Categories: Opinion

People Must Have the Power to Decide What Sort of Brexit we Get

By Marcus Hendriks

The referendum on 23rd June was only the third in the history of the United Kingdom. In other words, it was only the third time that true, direct democracy was witnessed. With precedent set by a nation-wide vote on membership of the European Economic Community in 1975, it was correct that the decision 41 years later should also be made by the people, rather than just the 1,400 members of the Houses of Commons and Lords.

But the vote to leave the European Union was merely hopping on to the first stone across the river; many debates, many disagreements, and many more decisions are still on the horizon. It is vital for the political pulse and integrity of the system that democratic values are upheld as Britain continues to make its journey over to the other side.

On Wednesday, in order to mollify the fierce cross-party calls for more parliamentary involvement in the process, Theresa May conceded to holding a debate in the House of Commons. She held firm, however, on her refusal to grant MPs a vote on triggering Article 50. Despite that, it transpired the following morning that senior judges will hear the legal case for granting MPs a vote, revealing how there is still widespread denial about the definitive nature of a national referendum. Both of the developments contributed positively to the democratic process behind Brexit, but the result threatens those values.

Firstly, a debate in the House of Commons signified that the government is being monitored by those whom the people elect to represent them in a representative democracy. Logically, the more representatives involved in brainstorming an approach to the looming negotiations with Brussels, the more democratic that approach will be. For the Davis-Johnson-Fox triumvirate to have free rein in this regard would be more akin to the Aristocratic Guardianship endorsed by Plato in The Republic than any form of democracy, and I doubt that even Boris Johnson’s most ardent aficionado would see him as a ‘philosopher-king’. As it is unfeasible for the entire of the United Kingdom’s population to gather and thrash out a plan of action, the power endowed to the MPs – to act on our behalf and supervise the government– is most sensible and apposite in our political system.

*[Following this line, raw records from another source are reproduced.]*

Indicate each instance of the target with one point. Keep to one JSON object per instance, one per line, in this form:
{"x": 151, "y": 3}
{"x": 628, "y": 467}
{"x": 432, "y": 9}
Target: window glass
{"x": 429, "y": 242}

The other reason why the events of yesterday were auspicious for those who value democracy is that these MPs are not to be given a vote on triggering Article 50. On 23rd June, the people exercised their democratic rights directly on this issue of national importance by choosing to temporarily rescind the compromise of representative democracy. As a result, the MPs were relieved of their duty to represent the people, instead being free to join them in voting on membership of the EU. Indeed, the fact that the MPs have already had the chance to contribute their opinion on the matter is one that should be remembered whenever the case for a parliamentary vote is heard from one of them.

A parliamentary vote on triggering Article 50 would, in effect, give the representatives of the general will a veto on a decision made by that very general will. The argument coming from the lawyers arguing for a vote in the Houses – that the referendum was merely a ‘consultation’ – is simply absurd; since when do 650 MPs view the result of a nationwide vote merely as advice which they are free to listen to or ignore?

Last month a committee of peers argued that a lack of vote in either of the Houses would be “constitutionally inappropriate”. Ironically, the exact opposite is true. Even if the MPs and Lords were to acknowledge the weight of a national referendum and duly trigger Article 50, the notion that parliament trumps the people would still have been established. Those elected in the faith that they will uphold the people’s wishes have no right to reverse, or even question their decision.

The role of parliament in the Brexit process is, therefore, one of surveillance. Debates such as the one held yesterday, during which Theresa May was faced with 170 questions from across the political spectrum, are healthy, beneficial, and should take place. Those in government appointed to take centre stage in the negotiations must be reminded that there is more at stake than simply their own personal legacy: the livelihoods and futures of millions of people, both in the UK and on the other side of The Channel.

Moving on to when a prospective deal is eventually agreed with the remaining 27 members of the EU, it should then be within the people’s prerogative to vote on its ratification, not the MP’s. In other words, a second referendum will be necessary to conclude the process in a manner true to democratic values.

Any deal which can be satisfactory to all 28 countries will inevitably require compromise from all sides. It seems likely, for example, that the United Kingdom will have to choose between full control over immigration and access to the free market. Given that the 17.4 million people who voted to leave the EU all had varying reasons and priorities, the exact nature of a proposed Brexit deal will elicit different reactions; if concessions have been made over border control, voters who chose to leave the EU for this reason might feel that it is in fact better to remain in the Union after all.

The idea that the UK could drag 27 other states through 2 years of painstaking negotiations, only to reject a final deal, might seem rich and even impudent. The fact is, however, that the national debate was conducted in purely hypothetical realms. Both sides were making arguments and claims about unprecedented and future issues which were (and still are) impossible to predict, despite the confident clairvoyance and bumptious bravado on display. It was on these tenuous arguments, rather than concrete facts, that people had to decide which box to tick.

The reality of a deal agreed in the future could be radically different from the one imagined by voters in June. The effects of ratifying this deal will be enormous, and so they are effects which the people themselves must have the power to consent to, or reject. For this decision to be made by 1,400, who are clearly not in accordance with the views of the 64 million, would be an affront to democracy.